Prince William has quizzed recovering addicts about the “big dangers” of legalising drugs.
He did not give a personal opinion but asked three former users about the “massive question” of relaxing current UK laws.
His questions came during a visit to London addiction support charity the Spitalfields Crypt Trust.
The government’s drug strategy published in July indicated the need for more targeted intervention.
Prince William asked the recovering addicts: “Can I ask you a very massive question – it’s a big one – there’s obviously a lot of pressure growing in areas about legalising drugs and things like that. What are your individual opinions on that?
“I know it’s a big question, but you seem like the key people to actually get a very good idea as to, you know, what are the big dangers there – what are the feelings?”
One of them, Jason Malham, 45, a recovering heroin addict originally from Melbourne, said: “Personally, I believe that they should not be made legal.”
However, Heather Blackburn, 49, said she thought legalisation was “a good idea” that would save money.
She said “most of the people I’ve known in recovery… had massive trauma” and did not get the help they needed in prison.
She added that punishment would not help anyone taking drugs and would “even do more harm”.
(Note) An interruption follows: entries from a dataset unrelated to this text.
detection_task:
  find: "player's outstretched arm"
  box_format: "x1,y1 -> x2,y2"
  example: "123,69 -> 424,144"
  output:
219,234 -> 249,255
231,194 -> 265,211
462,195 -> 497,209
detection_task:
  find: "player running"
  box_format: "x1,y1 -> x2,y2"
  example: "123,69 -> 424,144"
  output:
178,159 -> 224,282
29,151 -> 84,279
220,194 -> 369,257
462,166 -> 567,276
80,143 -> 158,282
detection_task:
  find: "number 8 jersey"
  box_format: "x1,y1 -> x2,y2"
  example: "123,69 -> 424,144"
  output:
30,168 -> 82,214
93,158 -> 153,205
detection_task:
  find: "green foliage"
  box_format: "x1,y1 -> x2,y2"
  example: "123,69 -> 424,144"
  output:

She discussed with the prince the need to tackle the “root cause” of drug use, especially through the provision of psychiatric care.
Her views were echoed by Grace Gunn, 19, a recovering alcoholic, who told Prince William she is “a true believer people who end up in these places, we’re damaged people”.
“Whether that’s through trauma or our relationship with parents or family or carer, and I think… there has to be money in mental health therapy.
“You can’t have two-year waiting lists for trauma therapy – I’ve been waiting five years,” she added, while insisting that drugs cannot be eliminated from prisons.
Ms Gunn is training to be a midwife and, in one of the trip’s lighter moments, Prince William joked that the upcoming birth of his third child meant she might see him again sooner than she thought.
Prince William described his visit to the addiction charity as “a very useful little snapshot.
“You guys have seen it and it’s affected your lives in ways I can only imagine, so it’s very interesting to hear that from you.
“Talking to you and being here, it feels like a question I had to ask, I appreciate your honesty.”